Die von Ihnen angesprochene umfangreiche Evaluation des Arbeitnehmerüberlassungsgesetzes hat das BMAS bei unabhängigen Forschungsinstituten in Auftrag gegeben. Die Evaluationsergebnisse wurden Ende des Jahres 2022 veröffentlicht. Die Evaluation hat sich mit der Frage befasst, ob die mit der Änderung des Arbeitnehmerüberlassungsgesetzes zum 1. April 2017 verfolgten Ziele des Gesetzgebers erreicht wurden. Wesentliche Punkte der Änderung des Arbeitnehmerüberlassungsgesetzes waren die Einführung der Überlassungshöchstdauer von grundsätzlich 18 Monaten, die Stärkung des Equal Pay-Grundsatzes, die Stärkung der Tarifautonomie und der Mitwirkungs- und Mitbestimmungsrechte der Betriebsräte, die Einführung eines Verbots Leiharbeitskräfte als Streikbrecher einzusetzen und die Abgrenzung der Leiharbeit von anderen Fremdpersonaleinsätzen. Ich bin der Überzeugung, dass wir unter den damaligen politischen Rahmenbedingungen viel für die Arbeitnehmerinnen und Arbeitnehmer erreicht haben, ohne die positiven beschäftigungspolitischen Wirkungen von Leiharbeit zu beschädigen. Seitdem ist sowohl die absolute Zahl der Leiharbeitnehmerinnen und Leiharbeitnehmer als auch ihr Anteil an der Gesamtbeschäftigung erheblich zurückgegangen.

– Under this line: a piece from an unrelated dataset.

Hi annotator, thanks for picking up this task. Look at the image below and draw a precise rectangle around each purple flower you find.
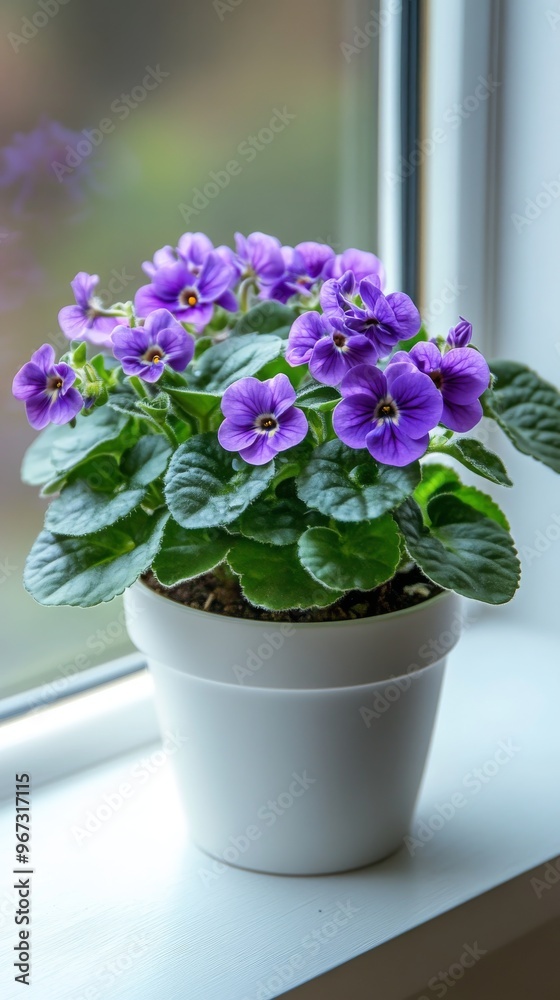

Den Einsatz von Leiharbeit auf dem sich verändernden Arbeitsmarkt, die Arbeitsbedingungen von Leiharbeitnehmerinnen und Leiharbeitnehmern einschließlich des Arbeitsentgelts und die Auswirkungen auf die Stammbelegschaften müssen wir weiterhin genau beobachten. Nur so können wir Fehlentwicklungen entgegenwirken.